A Blog About Online Gaming and Entertainment Regulations
Retail Sports Betting Outside Casinos Taking Off in DC, but Restricted Almost Everywhere Else
Washington, D.C.’s sports betting revenue numbers in September were impressive. William Hill in particular, with its kiosks at Capital One Arena, claimed its title as the area’s market leader, taking in over $9 million more in betting handle and over 100% more in sports betting revenue. What would it look like if kiosks could generate that same level of excitement at concert venues, restaurants, bars, and even office buildings?
If allowed, these retail locations could offer sports betting kiosks on-site to attract additional foot traffic. Consequently, venues could reap the benefits of increased revenue, as well as enhance their patron experience by providing additional sources of entertainment. Sadly, most states have put the kibosh on such kiosk placement—the exception being Illinois—so for the time being, you will have to look for these kiosks in casinos.
We’ve reached out to various states that have legalized sports betting and the vast majority only allow kiosks in casinos/racinos. Indiana, for instance, by statute prohibits kiosks at any other locations. So too does Michigan. A New Jersey statute specifies that a kiosk can only be in an approved sports wagering facility—which has to be in a casino or racetrack. Virginia has said that kiosks are not allowed anywhere in the state, as all betting is to be conducted online.
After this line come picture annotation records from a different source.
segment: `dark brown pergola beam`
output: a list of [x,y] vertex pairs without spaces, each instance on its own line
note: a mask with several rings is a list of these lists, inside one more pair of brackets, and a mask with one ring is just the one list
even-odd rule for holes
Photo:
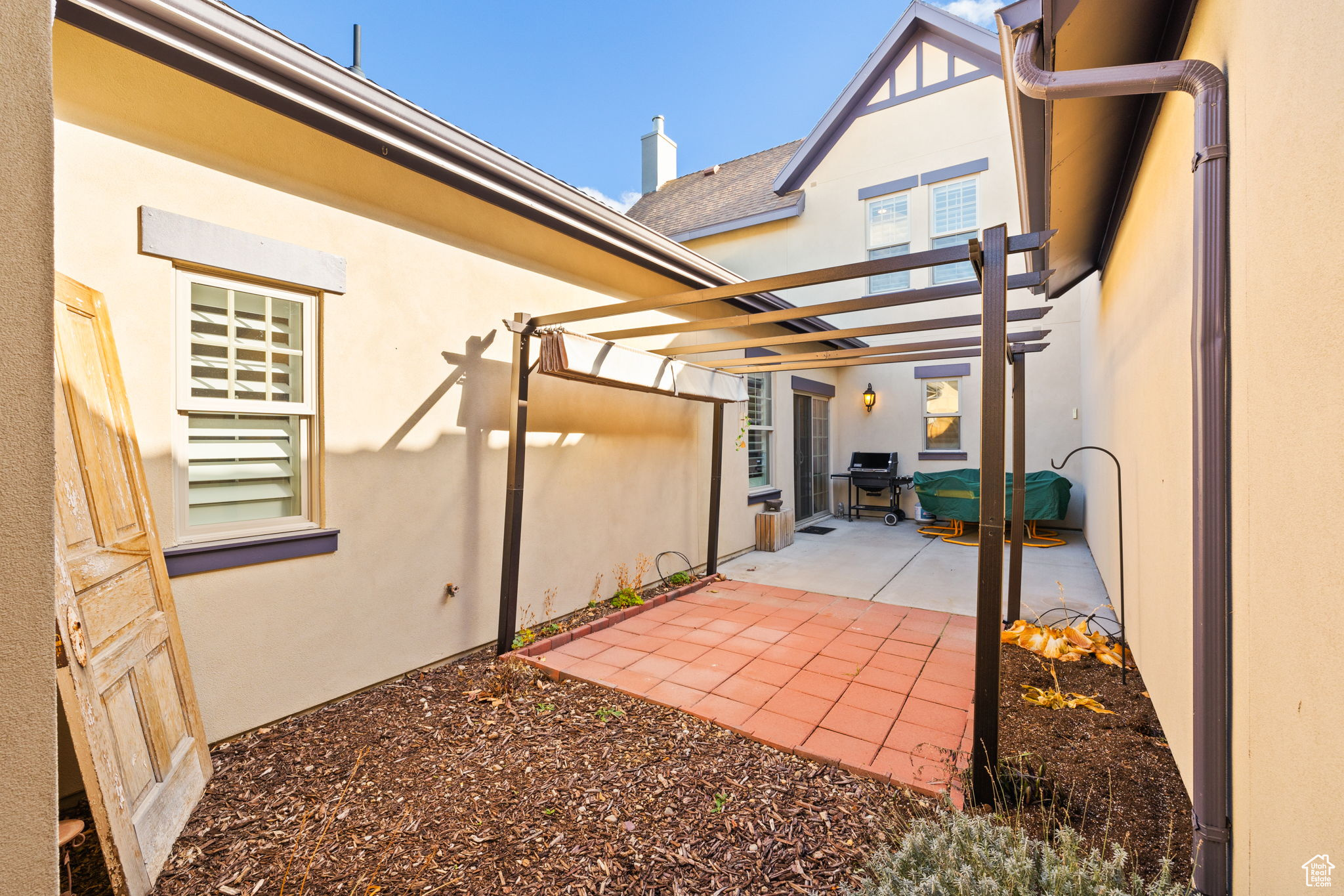
[[[1030,271],[1027,274],[1013,274],[1008,278],[1008,289],[1030,289],[1040,286],[1054,271]],[[966,279],[957,283],[943,283],[942,286],[927,286],[925,289],[907,289],[898,293],[875,293],[860,296],[859,298],[845,298],[835,302],[821,302],[820,305],[802,305],[798,308],[781,308],[774,312],[758,312],[755,314],[731,314],[728,317],[706,317],[696,321],[677,321],[675,324],[657,324],[655,326],[634,326],[630,329],[613,329],[605,333],[593,333],[597,339],[636,339],[638,336],[667,336],[668,333],[696,333],[707,329],[728,329],[734,326],[753,326],[755,324],[778,324],[781,321],[797,321],[805,317],[818,317],[821,314],[845,314],[849,312],[867,312],[874,308],[895,308],[898,305],[914,305],[917,302],[935,302],[941,298],[961,298],[964,296],[978,296],[980,281]]]
[[[1044,246],[1054,235],[1055,231],[1052,230],[1042,230],[1035,234],[1021,234],[1020,236],[1013,236],[1008,240],[1008,251],[1030,253]],[[754,293],[770,293],[778,289],[797,289],[798,286],[816,286],[817,283],[833,283],[840,279],[876,277],[878,274],[894,274],[903,270],[953,265],[964,261],[970,261],[969,240],[968,244],[930,249],[922,253],[911,253],[910,255],[874,258],[871,261],[855,262],[852,265],[818,267],[817,270],[798,271],[797,274],[781,274],[780,277],[766,277],[765,279],[749,279],[743,283],[727,283],[724,286],[692,289],[683,293],[671,293],[668,296],[655,296],[652,298],[637,298],[629,302],[578,308],[573,312],[540,314],[534,317],[530,324],[534,326],[555,326],[556,324],[589,321],[598,317],[633,314],[634,312],[653,312],[663,308],[692,305],[695,302],[708,302],[719,298],[738,298],[741,296],[751,296]],[[814,313],[816,312],[812,312],[809,316]],[[825,333],[827,334],[823,336],[823,339],[839,339],[832,336],[829,330]],[[813,339],[816,339],[816,336],[813,336]]]
[[[1015,355],[1044,352],[1050,343],[1027,343],[1013,345]],[[774,364],[770,367],[739,368],[734,373],[761,373],[770,371],[816,371],[827,367],[866,367],[868,364],[902,364],[905,361],[942,361],[953,357],[980,357],[978,348],[960,348],[942,352],[913,352],[907,355],[870,355],[868,357],[839,357],[833,361],[798,361],[797,364]]]
[[[1034,321],[1044,317],[1054,305],[1042,308],[1023,308],[1008,312],[1011,321]],[[853,326],[851,329],[832,329],[824,333],[781,333],[778,336],[762,336],[759,339],[739,339],[732,343],[708,343],[706,345],[673,345],[669,348],[653,349],[653,355],[708,355],[710,352],[734,352],[739,348],[766,348],[770,345],[796,345],[797,343],[820,343],[823,340],[851,339],[855,336],[888,336],[891,333],[918,333],[922,330],[956,329],[958,326],[980,326],[980,314],[961,314],[960,317],[935,317],[923,321],[907,321],[905,324],[875,324],[874,326]]]
[[[1023,333],[1009,333],[1009,343],[1034,343],[1046,339],[1048,329],[1035,329]],[[780,364],[794,361],[829,361],[836,357],[862,357],[864,355],[896,355],[899,352],[927,352],[938,348],[976,348],[978,336],[958,336],[956,339],[931,339],[923,343],[900,343],[898,345],[868,345],[866,348],[833,348],[827,352],[802,352],[780,355],[777,357],[731,357],[719,361],[696,361],[700,367],[727,368],[732,373],[758,373],[774,369]]]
Pennsylvania’s Gaming Control Board held a meeting to discuss the issue and determined that the Pennsylvania’s temporary and proposed regulations prohibit someone from setting up a sports betting area with kiosks or ticket writing in a non-casino building or other location. Specifically, those regulations state that retail sports wagering (either through ticket writing or at a kiosk) can only take place in a sports wagering area in a licensed facility, an adjacent temporary facility of the licensee, or in a nonprimary location belonging to a Category 1 licensee (i.e., an off-track-betting location). However, the Board determined a licensed entity could set up a sports wagering lounge where they could make it look like a sportsbook (televisions with games and/or odds, bar, seating, etc.), but wagering would have to take place on an individual’s personal phone, tablet, or laptop device. This structure would be permissible, and could be branded with the entity’s name.
Illinois is the outlier of the bunch, holding that there are no specific requirements or mandates barring placing kiosks outside of casinos, so long as those devices are in compliance with other rules (including security, signage, age verification, etc.) and in compliance with local zoning or other municipal regulations. Look for kiosks to make a run at it in Illinois!